W. H. Auden once said: "Poems are not finished; they are abandoned." I have been abandoning writing projects for many years, since only the pressure of deadline and high expectations ever got me to finish, or even start, anything of merit. This blog is an attempt to create a more consistent, self-directed writing habit. Hopefully a direction and voice will emerge.

Friday, September 08, 2006

All Treos go to Heaven

My Treo 650 bit the dust yesterday. Due to the nature of the warranty, the exact circumstances surrounding its demise will have to remain undisclosed. Let's just say it was working one minute, and was not working the next. Let's also conceed the fact that it involved a five-year-old talking a two-year-old into doing something that both of them deeply regretted after the fact. But you didn't hear that from me.

Now, there are precious few pieces of technology I have come to love more dearly than my Treo. I had owned an old decrepit Palm for a number of years, but never really found myself using it much. It was one more thing to lug around and keep up with, and I wasn't enough of a mobile-office warrior to really need such a thing.

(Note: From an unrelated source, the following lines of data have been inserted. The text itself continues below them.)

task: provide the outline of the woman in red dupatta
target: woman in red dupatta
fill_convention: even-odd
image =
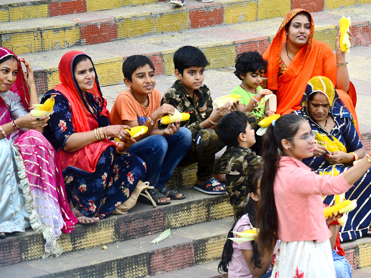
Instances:
[[[49,116],[29,113],[30,104],[38,103],[30,63],[0,47],[0,235],[24,232],[30,225],[42,232],[46,258],[62,253],[61,230],[70,232],[77,220],[55,151],[40,133]]]
[[[301,109],[300,102],[311,78],[326,76],[352,113],[359,134],[355,91],[349,81],[345,53],[340,48],[339,32],[336,55],[327,44],[313,38],[314,33],[313,19],[306,11],[296,9],[286,15],[263,55],[268,60],[268,70],[262,86],[277,96],[276,113],[287,114]]]
[[[111,125],[91,58],[70,51],[59,70],[61,83],[42,100],[52,96],[55,101],[45,135],[58,150],[70,206],[79,223],[88,224],[108,217],[129,198],[144,178],[145,164],[121,152],[135,140],[125,130],[128,126]]]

But once the Palm was married to a cellphone, the threshold of resistance was overcome. Now I had only one device to carry around . . . and what a device. I started making a lot more business calls on the road once I had all my contacts synched into the phone. I became a hardened Scrabble addict for eight months, once I could carry the game around in my pocket. I downloaded eBooks from Project Gutenberg and listened to audiobooks from Audible on my runs and in the car. I jotted notes for my writing. I even played old classic InfoCom interactive fiction games.

And now . . . it was dead. I felt a little quiver of personal sadness . . . my little buddy was dead. But I called Verizon to send in the phone under warranty, and was shocked when a replacement phone arrived the next day. Pop in the battery, synch up the data, and it's like nothing ever happened. Well, better than that . . . the headset jack works again, and the power button has a crisper click. My Treo is reborn!

But I have to reflect on the change in our personal relationship to technology. Once upon a time our computers were our intimate long-time friends. We gave them names. We cared for them, fixed them when they broke, learned about their peculiar foibles. But now . . . now it's all disposable. I keep a computer for slightly less time than I keep a pair of shoes. And cell phones are even more ephemeral -- I was shocked when I brought a two-year old phone into a retail store for a new battery and they looked at me like I was nuts. "That thing is ancient, man." Two years old, and it's "ancient," so much so that batteries for it are harder to find than Krull action figures.

I am not going to pine for the "good old days" when "things were made to last." I'm about one-and-a-half generations too late for that. But I do have to wonder what it will do to our psyches, when our tools and clothes and houses and toys are so transient that we have almost no connection to them at all?